The dmabuf file uses get_next_ino()(through dma_buf_getfile() -> alloc_anon_inode()) to get an inode number and uses the same as a directory name under /sys/kernel/dmabuf/buffers/<ino>. This directory is used to collect the dmabuf stats and it is created through dma_buf_stats_setup(). At current, failure to create this directory entry can make the dma_buf_export() to fail.
Now, as the get_next_ino() can definitely give a repetitive inode no causing the directory entry creation to fail with -EEXIST. This is a problem on the systems where dmabuf stats functionality is enabled on the production builds can make the dma_buf_export(), though the dmabuf memory is allocated successfully, to fail just because it couldn't create stats entry.
This issue we are able to see on the snapdragon system within 13 days where there already exists a directory with inode no "122602" so dma_buf_stats_setup() failed with -EEXIST as it is trying to create the same directory entry.

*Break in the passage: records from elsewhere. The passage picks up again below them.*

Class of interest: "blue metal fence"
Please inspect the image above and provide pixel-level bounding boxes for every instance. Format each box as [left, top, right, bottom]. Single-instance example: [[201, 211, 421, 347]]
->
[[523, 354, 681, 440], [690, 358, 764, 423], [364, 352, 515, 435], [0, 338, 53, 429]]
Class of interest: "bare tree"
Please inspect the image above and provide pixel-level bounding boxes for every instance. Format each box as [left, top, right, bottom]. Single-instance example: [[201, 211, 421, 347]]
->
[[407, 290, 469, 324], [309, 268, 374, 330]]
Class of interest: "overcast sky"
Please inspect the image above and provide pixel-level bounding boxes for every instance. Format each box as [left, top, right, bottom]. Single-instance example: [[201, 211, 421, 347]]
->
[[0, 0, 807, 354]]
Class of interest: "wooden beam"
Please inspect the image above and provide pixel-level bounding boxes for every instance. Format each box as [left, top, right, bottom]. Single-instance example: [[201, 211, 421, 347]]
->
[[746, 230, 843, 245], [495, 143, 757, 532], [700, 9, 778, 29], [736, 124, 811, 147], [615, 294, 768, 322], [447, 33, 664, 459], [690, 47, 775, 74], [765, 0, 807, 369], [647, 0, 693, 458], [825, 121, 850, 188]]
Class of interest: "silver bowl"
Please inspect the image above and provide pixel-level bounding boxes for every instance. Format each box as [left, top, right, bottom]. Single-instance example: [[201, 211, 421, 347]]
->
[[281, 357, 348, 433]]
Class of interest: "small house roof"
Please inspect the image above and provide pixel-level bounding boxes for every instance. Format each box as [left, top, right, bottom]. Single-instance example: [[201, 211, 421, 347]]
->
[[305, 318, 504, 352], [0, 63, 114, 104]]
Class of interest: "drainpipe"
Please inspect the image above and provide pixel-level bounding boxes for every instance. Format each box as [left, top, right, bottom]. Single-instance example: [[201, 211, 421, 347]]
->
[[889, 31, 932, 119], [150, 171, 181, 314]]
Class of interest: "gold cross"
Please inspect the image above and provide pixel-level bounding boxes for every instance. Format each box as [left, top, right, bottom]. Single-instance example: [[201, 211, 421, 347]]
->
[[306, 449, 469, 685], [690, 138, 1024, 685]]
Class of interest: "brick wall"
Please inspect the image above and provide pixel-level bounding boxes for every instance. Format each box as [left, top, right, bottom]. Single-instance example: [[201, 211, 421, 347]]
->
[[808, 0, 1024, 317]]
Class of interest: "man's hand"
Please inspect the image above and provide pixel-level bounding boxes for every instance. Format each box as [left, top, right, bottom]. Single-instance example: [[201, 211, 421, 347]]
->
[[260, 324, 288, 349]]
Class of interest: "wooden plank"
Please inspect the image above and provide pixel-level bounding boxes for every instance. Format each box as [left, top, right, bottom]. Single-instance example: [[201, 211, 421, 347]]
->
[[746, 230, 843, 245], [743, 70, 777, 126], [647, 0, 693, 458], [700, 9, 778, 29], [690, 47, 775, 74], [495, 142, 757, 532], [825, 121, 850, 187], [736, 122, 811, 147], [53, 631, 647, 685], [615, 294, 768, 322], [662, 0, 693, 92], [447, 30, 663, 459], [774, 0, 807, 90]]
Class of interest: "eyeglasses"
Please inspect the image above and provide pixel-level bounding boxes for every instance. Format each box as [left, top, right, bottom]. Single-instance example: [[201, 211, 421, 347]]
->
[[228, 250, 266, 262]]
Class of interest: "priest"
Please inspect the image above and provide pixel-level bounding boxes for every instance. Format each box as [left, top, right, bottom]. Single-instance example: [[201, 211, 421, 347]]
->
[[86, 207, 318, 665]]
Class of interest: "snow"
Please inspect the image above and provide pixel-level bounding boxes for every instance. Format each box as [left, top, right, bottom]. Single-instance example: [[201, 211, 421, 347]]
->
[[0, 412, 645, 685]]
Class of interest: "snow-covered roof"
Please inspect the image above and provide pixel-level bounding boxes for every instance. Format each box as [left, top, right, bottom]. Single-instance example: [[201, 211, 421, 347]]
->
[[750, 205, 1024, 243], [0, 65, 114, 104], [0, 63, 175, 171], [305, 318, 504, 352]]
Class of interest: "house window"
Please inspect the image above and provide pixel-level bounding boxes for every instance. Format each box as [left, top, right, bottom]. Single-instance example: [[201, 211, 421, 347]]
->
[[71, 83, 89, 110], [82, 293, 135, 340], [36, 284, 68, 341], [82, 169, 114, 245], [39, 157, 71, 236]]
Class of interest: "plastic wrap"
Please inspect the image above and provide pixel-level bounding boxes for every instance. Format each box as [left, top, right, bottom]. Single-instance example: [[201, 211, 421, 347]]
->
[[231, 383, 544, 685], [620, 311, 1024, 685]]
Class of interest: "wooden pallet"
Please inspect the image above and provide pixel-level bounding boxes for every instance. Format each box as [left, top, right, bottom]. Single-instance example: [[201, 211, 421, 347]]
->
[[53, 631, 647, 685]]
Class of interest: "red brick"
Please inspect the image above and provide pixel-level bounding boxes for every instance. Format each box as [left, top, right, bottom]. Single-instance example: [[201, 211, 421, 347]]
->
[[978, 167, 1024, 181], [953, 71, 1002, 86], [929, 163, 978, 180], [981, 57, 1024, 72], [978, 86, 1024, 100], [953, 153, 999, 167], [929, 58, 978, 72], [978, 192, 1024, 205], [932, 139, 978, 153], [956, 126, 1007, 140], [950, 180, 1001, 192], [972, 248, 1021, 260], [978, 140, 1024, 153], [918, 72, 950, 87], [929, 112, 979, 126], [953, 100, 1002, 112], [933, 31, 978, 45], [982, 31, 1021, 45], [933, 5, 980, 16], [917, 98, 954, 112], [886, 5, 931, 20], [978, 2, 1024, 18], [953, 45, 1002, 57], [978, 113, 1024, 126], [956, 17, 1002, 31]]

To make the directory entry as unique, append the inode creation time to the inode. With this change the stats directory entries will be in the format of: /sys/kernel/dmabuf/buffers/<inode no>-<inode creation time in secs>.
Signed-off-by: Charan Teja Kalla quic_charante@quicinc.com --- drivers/dma-buf/dma-buf-sysfs-stats.c | 3 ++- 1 file changed, 2 insertions(+), 1 deletion(-)
diff --git a/drivers/dma-buf/dma-buf-sysfs-stats.c b/drivers/dma-buf/dma-buf-sysfs-stats.c index 2bba0ba..292cb31 100644 --- a/drivers/dma-buf/dma-buf-sysfs-stats.c +++ b/drivers/dma-buf/dma-buf-sysfs-stats.c @@ -192,7 +192,8 @@ int dma_buf_stats_setup(struct dma_buf *dmabuf)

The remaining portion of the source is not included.